Forum Replies Created
-
AuthorPosts
-
Fabian DepryModerator
As long as those are tears of joy! 🙂
Good luck with your testing.
Fabian DepryModeratorHi Jeff, You can use the SEER Data Generator to create large NAACCR XML files. Only core data items will have a value (about 40 of 50 of them) so it’s not perfect (for example, it would be nice to have text for Abstracts). But it’s better than nothing 🙂
You can download it from this release page: https://github.com/imsweb/data-generator/releases
Look for the “data-generator-X.X-all.jar” where “X.X” is the latest release.
This a standalone JAR, so you should be able to just download it and double-click it (assuming you have a Java environment installed on your machine).
You can find information about the data generator itself and what variables it computes on the project’s home page: https://github.com/imsweb/data-generator
Fabian DepryModeratorDarn 🙂
I will take another look at some point.
Fabian DepryModeratorAwesome! Thanks for testing!

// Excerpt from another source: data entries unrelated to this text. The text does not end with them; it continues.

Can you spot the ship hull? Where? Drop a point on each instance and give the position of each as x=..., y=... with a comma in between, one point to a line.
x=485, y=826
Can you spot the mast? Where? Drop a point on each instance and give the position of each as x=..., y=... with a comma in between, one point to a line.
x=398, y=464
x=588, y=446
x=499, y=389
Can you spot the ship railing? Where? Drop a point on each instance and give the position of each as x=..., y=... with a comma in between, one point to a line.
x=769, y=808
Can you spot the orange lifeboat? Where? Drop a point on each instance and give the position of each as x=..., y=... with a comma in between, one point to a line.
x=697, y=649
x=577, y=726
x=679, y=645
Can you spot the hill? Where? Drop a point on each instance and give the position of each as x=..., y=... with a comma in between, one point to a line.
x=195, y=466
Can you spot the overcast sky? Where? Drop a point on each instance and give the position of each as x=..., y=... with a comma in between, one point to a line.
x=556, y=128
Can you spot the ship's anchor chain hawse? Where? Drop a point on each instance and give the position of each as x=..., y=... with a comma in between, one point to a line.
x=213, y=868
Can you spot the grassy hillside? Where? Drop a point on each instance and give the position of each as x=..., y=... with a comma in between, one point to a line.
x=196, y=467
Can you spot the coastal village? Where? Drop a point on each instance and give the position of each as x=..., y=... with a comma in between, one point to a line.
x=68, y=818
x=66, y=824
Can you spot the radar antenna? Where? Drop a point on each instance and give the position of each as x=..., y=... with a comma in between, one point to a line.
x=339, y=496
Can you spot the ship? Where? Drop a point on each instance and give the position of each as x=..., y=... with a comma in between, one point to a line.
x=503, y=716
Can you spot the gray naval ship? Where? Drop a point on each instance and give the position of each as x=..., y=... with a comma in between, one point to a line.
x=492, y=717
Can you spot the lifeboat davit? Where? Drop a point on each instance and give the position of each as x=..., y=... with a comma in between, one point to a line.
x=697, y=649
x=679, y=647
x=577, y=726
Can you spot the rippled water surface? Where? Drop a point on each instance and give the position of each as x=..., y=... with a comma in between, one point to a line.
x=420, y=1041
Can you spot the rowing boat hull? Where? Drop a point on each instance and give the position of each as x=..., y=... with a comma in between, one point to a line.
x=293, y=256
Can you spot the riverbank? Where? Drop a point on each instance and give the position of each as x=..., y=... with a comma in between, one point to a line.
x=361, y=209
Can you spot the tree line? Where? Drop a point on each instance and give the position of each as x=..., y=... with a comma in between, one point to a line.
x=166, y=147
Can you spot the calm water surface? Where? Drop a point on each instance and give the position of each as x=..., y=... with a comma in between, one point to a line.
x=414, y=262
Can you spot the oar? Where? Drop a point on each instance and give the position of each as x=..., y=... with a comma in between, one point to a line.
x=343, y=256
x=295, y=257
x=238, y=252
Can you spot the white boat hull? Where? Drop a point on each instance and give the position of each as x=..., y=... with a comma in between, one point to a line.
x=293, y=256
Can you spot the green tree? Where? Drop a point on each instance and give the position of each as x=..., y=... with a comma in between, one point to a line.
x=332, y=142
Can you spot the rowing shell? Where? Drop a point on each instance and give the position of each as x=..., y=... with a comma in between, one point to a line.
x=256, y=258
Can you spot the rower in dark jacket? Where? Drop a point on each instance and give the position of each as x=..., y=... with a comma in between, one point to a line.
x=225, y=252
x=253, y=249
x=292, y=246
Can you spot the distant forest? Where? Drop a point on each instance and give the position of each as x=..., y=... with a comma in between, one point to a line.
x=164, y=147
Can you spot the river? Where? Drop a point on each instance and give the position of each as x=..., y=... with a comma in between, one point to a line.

Fabian DepryModeratorHi Valerie, the issue you reported should be fixed now, and I actually released a new version of the library (version 4.10). If you happen to re-test this, please make sure to use that new version of the SAS JAR file and not the previous 4.9. Thanks!
Fabian DepryModeratorUnfortunately, I agree 🙂
Things are going to be rough for the next few years, but I am convinced in the long run, these changes will help the community moving forward in the right direction.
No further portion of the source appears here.